ZOBACZ WIDEO Robert Lewandowski o taktyce kadry: Jest system, który bardziej nam odpowiada. Myślę, że trener zdaje sobie z tego sprawę
W Danii Onyszko był w czterech klubach. Pierwsze pięć lat spędził w Viborgu, na kolejne pięć odszedł do Odense, a na koniec zagrał jeszcze w FC Midtjylland i Silkeborgu. Z pobytu na obczyźnie bramkarz przywiózł dwa superpuchary (zdobyte z Viborgiem i Odense) i kilka rekordów. Onyszko został w Danii pierwszym obcokrajowcem wybranym najlepszym bramkarzem ligi. W sumie w duńskiej ekstraklasie rozegrał 363 mecze - najwięcej spośród zagranicznych piłkarzy.
Sportowcy na wyborach
Jednak nie tylko doświadczenie z Danii okaże się pomocne dla 44-latka, jeśli uda mu się wejść do rady powiatu. Arkadiusz Onyszko przed wyjazdem do z Polski zdobył w 1992 roku srebrny medal na IO w Barcelonie. Pięć lat później zagrał w dwóch meczach dorosłej reprezentacji Polski. Dziś pomaga mu to w organizowaniu zajęć dla akademii. - Dzięki mojemu doświadczeniu w kadrze dzieciaki były na treningu pierwszej reprezentacji. Chcę, żeby one w Łęcznej miały możliwość zobaczenia tego, co ich rówieśnicy z dużych miast - przyznaje.
Onyszko nie jest wyjątkiem i nie będzie jedynym człowiekiem sportu, jaki pojawi się na karcie do głosowania. W Kielcach o fotel prezydenta będzie ubiegać się Bogdan Wenta, były selekcjoner reprezentacji Polski w piłce ręcznej.
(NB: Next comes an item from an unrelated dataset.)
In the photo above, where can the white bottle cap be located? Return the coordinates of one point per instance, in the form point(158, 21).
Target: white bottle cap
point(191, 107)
Z kolei w Częstochowie do sejmiku wojewódzkiego będzie kandydował Marcin Najman. - Od zawsze interesowałem się otaczającą mnie rzeczywistością, a polityka jest tą dziedziną, która, chcąc nie chcąc, ją kreuje - tłumaczył swoją decyzję pięściarz w rozmowie z "naTemat.pl".
Podział środków dla regionów, obwodnica miasta, organizacje pozarządowe, rozwój sportu - Najman wyliczył sobie parę postulatów. Czy każdy sportowiec idzie do wyborów z tak długą listą założeń? - Jestem Arkadiusz Onyszko. Chcę robić to, tak jak ja uważam. Idę do polityki tylko po to, żeby robić coś ciekawego ze sportem. A myślę, że mam ogromne doświadczenie i dużo rzeczy do przekazania. - mówi o swoim planie Onyszko. Czy myśli o tym, jak wpłynie na jego wynik wizerunek sportowca? - Nie wiem, czy wizerunek piłkarza mi pomoże - odpowiada. - Ja jestem osobą dosyć wyrazistą. Nie waham się. u mnie jest białe albo czarne. To pytanie do wyborców, czy mi zaufają. Pamiętajmy, że przez cztery lata pracowałem w Górniku Łęczna. Wiele doświadczyliśmy razem w tak małym mieście.